読書3倍速になる速読術。成功のカギは“繰り返し”

 速読といえば、眼球を速く動かしたり、ページを高速でめくったりする、ある種トリック的な光景が目に浮かぶ。だが、速読日本一の経歴を持つ、速読コーチで投資家の角田和将氏はこう話す。

「速読とは単に本を速く読むテクニックではなく、自分に必要な情報を最短の時間で獲得する技術です。本で得た知識や気づき、閃きなどを定着させ、実践するところまでを含んでいます」

 そして速読は、読書に関する誤解に切り込むメソッドとする。

「部分的な文章をじっくり読んでも理解度は上がらないどころか、誤解する確率が上がる。それよりも何度も繰り返し読む速読のほうが、全体像から内容を理解するので記憶に残りやすいのです」

 また、仕事の処理速度が上がったり、難関の資格試験に合格するなど副次的効果を得られるケースが多い。角田氏自身もそうだった。

「月収17万円だったときにマンションのローンを組まされてしまい、是が非でもお金を稼ぐため投資の専門書を数十冊読む必要があった。それで速読を始めたのですが、結果的に仕事のスキル向上や昇給に繋がり、現在に至ります」

速読は試験勉強や仕事にも生かせる

 速読の実践研究を続けている宇都出雅巳氏も、同様の見解を示す。

「私が提唱している『高速大量回転法(KTK法)』では、一冊の本を短時間で繰り返し読む方法を推奨しています。じっくり精読するよりも確実に理解しやすいのです」

 趣味に関する本であれば、背景知識が豊富なので速く読めるという人も多い。

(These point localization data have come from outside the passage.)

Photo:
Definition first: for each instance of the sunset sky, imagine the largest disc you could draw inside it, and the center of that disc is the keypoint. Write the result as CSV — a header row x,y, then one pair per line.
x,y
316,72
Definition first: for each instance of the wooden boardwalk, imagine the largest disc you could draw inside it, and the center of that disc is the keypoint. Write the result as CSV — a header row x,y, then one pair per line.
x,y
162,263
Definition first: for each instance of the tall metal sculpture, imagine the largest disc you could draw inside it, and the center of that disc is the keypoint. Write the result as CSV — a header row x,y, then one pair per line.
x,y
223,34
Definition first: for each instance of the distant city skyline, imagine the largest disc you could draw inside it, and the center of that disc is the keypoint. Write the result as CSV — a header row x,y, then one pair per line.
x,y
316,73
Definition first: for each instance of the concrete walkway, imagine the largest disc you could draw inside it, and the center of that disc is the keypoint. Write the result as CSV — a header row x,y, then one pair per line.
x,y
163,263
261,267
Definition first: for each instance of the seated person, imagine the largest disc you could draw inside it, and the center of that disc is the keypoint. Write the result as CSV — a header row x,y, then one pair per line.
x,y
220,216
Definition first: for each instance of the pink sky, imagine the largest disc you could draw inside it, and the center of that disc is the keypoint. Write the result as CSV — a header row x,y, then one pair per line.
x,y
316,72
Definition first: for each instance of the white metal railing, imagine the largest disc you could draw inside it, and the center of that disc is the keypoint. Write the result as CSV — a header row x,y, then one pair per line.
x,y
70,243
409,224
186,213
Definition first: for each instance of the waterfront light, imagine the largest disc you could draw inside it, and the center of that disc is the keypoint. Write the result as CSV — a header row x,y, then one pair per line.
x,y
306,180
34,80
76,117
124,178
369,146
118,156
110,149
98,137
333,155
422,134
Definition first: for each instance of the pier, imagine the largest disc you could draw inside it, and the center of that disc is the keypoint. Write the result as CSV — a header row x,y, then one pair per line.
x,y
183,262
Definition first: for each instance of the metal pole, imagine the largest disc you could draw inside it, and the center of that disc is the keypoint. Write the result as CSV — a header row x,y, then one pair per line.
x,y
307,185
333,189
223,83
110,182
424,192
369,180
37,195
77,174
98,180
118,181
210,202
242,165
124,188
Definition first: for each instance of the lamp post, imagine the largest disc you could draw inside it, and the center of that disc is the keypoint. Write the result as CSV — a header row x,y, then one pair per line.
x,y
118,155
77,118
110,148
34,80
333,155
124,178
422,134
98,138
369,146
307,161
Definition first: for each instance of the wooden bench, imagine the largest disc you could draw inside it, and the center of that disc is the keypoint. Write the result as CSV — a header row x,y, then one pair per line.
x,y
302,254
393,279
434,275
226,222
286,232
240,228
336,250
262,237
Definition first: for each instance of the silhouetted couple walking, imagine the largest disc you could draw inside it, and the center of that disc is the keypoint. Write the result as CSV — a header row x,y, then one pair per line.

それと同様に、一冊の本を短時間で繰り返し読むことで知識量が高まり、読書スピードが加速度的に増す。

「ジグソーパズルを完成させるときに、端から一つひとつピースを探すよりも、わかるところから繫ぐほうが速く作れるのと同じです。パズルが完成に近づくほど、全体像が見えて作業ペースも上がっていきますよね」(宇都出氏)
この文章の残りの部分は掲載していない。